The basic building block of any web request is DNS. When you type in www.amazonaws.com your machine automagically checks with DNS servers somewhere, somehow, and eventually gets an IP address like this: 72.21.206.80. Now there can be multiple steps in this process, for example when we looked up www.amazonaws.com it *actually* points to rewrite.amazon.com, and finally rewrite.amazon.com points to 72.21.206.80. And this is a process we’re going to take advantage of. But first, some discussion on the possible ramifications of doing this:

DNS (discussed above) is a basic building block of how the internet works. And as such has had a dramatic amount of code written concerning it over the years. And the one type of code which may cause us grief at this stage is the caching proxy server. Now normally when you look up a name you’re asking your ISP’s DNS servers to look the name up for you, and since it doesn’t know it asks one of the primary name servers which server in the internet handles naming for that domain. once it finds that out it asks, a lot like this: “excuse me pdns1.ultradns.net, what is the address for rewrite.amazon.com?” to which your ISP gets a reply a lot like “The address for rewrite.amazon.com is 72.21.206.80 but thats only valid for 5 minutes.” So for 5 minutes the DNS server is supposed to be allowed to remember that information. So after 4 minutes when you ask again it doesn’t go to the source, it simply spouts off what it found out before. However after 5 minutes it’s supposed to check again… But some DNS servers ignore that amount of time (called a Time To Live (TTL)) and cache that reply for however long they feel like (hours, days, weeks?!) And when this happens a client might not get the right IP address if there has been a change and a naughty caching DNS server refuses to look it up for another week.
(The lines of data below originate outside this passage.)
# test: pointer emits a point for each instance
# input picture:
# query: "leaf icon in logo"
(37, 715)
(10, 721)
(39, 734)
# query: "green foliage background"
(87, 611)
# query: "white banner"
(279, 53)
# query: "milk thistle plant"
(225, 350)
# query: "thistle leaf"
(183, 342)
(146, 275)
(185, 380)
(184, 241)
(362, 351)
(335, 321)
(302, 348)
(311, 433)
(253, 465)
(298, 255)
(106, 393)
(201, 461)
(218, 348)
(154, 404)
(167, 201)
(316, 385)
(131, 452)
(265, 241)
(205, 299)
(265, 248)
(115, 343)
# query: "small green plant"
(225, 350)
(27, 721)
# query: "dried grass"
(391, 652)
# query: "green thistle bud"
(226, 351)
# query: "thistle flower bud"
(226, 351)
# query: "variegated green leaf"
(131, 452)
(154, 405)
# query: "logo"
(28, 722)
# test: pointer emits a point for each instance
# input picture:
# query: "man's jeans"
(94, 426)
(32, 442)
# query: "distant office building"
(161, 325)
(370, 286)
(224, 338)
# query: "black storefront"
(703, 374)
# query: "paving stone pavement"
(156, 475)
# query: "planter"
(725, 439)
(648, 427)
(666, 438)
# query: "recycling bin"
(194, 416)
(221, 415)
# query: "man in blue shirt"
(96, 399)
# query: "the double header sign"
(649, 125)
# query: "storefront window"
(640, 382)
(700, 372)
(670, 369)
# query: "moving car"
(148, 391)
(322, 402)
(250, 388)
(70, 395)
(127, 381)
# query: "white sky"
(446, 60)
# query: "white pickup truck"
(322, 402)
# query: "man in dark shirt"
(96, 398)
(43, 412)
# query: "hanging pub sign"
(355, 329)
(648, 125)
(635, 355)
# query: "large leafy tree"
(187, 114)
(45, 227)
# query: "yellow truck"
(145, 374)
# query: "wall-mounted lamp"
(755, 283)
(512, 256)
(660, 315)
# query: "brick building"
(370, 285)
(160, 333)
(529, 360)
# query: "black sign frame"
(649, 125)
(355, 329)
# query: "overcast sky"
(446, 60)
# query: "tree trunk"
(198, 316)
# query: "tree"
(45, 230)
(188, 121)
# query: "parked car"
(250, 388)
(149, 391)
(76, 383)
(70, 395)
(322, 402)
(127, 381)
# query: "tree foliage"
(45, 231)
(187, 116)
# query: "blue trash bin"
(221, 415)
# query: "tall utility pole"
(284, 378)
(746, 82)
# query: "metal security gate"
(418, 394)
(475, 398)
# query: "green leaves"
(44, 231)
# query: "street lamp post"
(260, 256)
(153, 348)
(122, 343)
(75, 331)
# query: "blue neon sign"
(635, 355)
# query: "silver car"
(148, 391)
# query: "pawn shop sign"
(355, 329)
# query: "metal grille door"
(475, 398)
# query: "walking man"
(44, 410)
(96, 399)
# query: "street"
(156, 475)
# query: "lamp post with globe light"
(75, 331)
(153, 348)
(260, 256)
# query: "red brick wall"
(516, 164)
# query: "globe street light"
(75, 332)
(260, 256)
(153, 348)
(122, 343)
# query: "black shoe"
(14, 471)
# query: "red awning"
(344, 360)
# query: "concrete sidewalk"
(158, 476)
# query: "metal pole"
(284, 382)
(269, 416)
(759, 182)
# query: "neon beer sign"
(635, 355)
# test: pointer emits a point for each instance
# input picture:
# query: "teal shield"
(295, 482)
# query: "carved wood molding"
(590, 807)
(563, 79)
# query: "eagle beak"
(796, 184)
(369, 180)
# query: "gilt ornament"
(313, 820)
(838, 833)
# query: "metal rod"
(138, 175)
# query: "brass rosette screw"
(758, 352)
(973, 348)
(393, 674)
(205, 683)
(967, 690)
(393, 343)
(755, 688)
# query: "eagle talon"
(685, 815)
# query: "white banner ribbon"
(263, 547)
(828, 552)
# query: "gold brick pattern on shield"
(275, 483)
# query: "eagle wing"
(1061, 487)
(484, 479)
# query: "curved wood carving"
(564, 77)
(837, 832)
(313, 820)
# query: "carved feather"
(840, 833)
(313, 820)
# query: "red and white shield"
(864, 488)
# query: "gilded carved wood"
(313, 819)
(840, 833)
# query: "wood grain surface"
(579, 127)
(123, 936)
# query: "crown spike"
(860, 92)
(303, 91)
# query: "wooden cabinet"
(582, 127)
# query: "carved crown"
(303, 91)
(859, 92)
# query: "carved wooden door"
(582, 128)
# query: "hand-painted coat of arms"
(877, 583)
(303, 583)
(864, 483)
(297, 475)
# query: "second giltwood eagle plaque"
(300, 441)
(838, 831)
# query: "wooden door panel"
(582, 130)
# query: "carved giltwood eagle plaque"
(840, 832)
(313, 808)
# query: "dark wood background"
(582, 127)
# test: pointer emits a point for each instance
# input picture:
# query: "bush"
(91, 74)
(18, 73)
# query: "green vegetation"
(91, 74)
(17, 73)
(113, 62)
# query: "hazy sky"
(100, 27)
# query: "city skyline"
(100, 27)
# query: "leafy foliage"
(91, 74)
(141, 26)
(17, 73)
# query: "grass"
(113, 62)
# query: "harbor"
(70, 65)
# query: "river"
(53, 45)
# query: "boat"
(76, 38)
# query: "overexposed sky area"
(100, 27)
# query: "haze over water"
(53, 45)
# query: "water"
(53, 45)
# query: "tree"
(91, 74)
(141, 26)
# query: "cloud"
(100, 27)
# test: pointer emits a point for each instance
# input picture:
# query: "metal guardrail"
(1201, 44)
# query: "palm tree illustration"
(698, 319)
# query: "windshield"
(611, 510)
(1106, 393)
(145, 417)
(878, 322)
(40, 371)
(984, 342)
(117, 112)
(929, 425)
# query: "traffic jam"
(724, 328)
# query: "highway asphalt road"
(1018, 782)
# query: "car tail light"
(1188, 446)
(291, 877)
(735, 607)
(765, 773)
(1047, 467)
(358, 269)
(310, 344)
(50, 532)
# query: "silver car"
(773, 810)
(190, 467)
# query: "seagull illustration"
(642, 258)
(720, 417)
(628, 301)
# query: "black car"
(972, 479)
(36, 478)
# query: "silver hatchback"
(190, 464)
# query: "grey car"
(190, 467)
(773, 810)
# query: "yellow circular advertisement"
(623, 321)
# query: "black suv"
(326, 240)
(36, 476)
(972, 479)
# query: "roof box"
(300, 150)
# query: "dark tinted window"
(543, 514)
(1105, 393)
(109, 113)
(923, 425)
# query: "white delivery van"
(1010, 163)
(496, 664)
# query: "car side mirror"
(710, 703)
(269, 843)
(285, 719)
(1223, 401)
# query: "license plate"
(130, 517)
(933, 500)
Alas, there is nothing we can do to fix that. I only mention it so that people don’t come knocking down my door yelling at me about a critical design flaw when it comes to edge cases. And to caution you: when your instance is a load balancer. It’s *ONLY* a load balancer. Don’t use it to run cron jobs, I don’t care if it’s got extra space and RAM, just leave it be. Because the fewer things happening with your load balancer the fewer chances of something going wrong, and the lower the chance of a new IP address, and the lower the chance of running into the above problem if the IP address doesn’t change, right? right!

So when you choose a DNS service you choose one which meets the following criteria:

  • API, you need scriptable access to your DNS service
  • Low (1-2 minutes) TTL
    (so that when something changes you only have 60 or 120 seconds to wait)

Ideally you will have two load balancer images. LB1 and LB2 (for the sake of me not having to type long names every time). You can do this dynamically (i.e. X number of load balancers off the same image), and if you’re a good enough scriptor to be able to do it, then HOW to do it should be fairly obvious.

When LB1 starts up it will automatically register itself at lb1.example.com via your DNS providers API. It will then check for the existence of lb.example.com, if thats not set then it will create it as pointing to itself. If lb.example.com was previously set it till preform a check (HTTP GET (or even a ping)) to make sure that LB2 (which is currently “active” at lb.example.com) is functional. If LB2 is not functional LB1 registers itself as lb.example.com. LB2 performs the same startup sequence, but with lb1 and lb2 switched where necessary.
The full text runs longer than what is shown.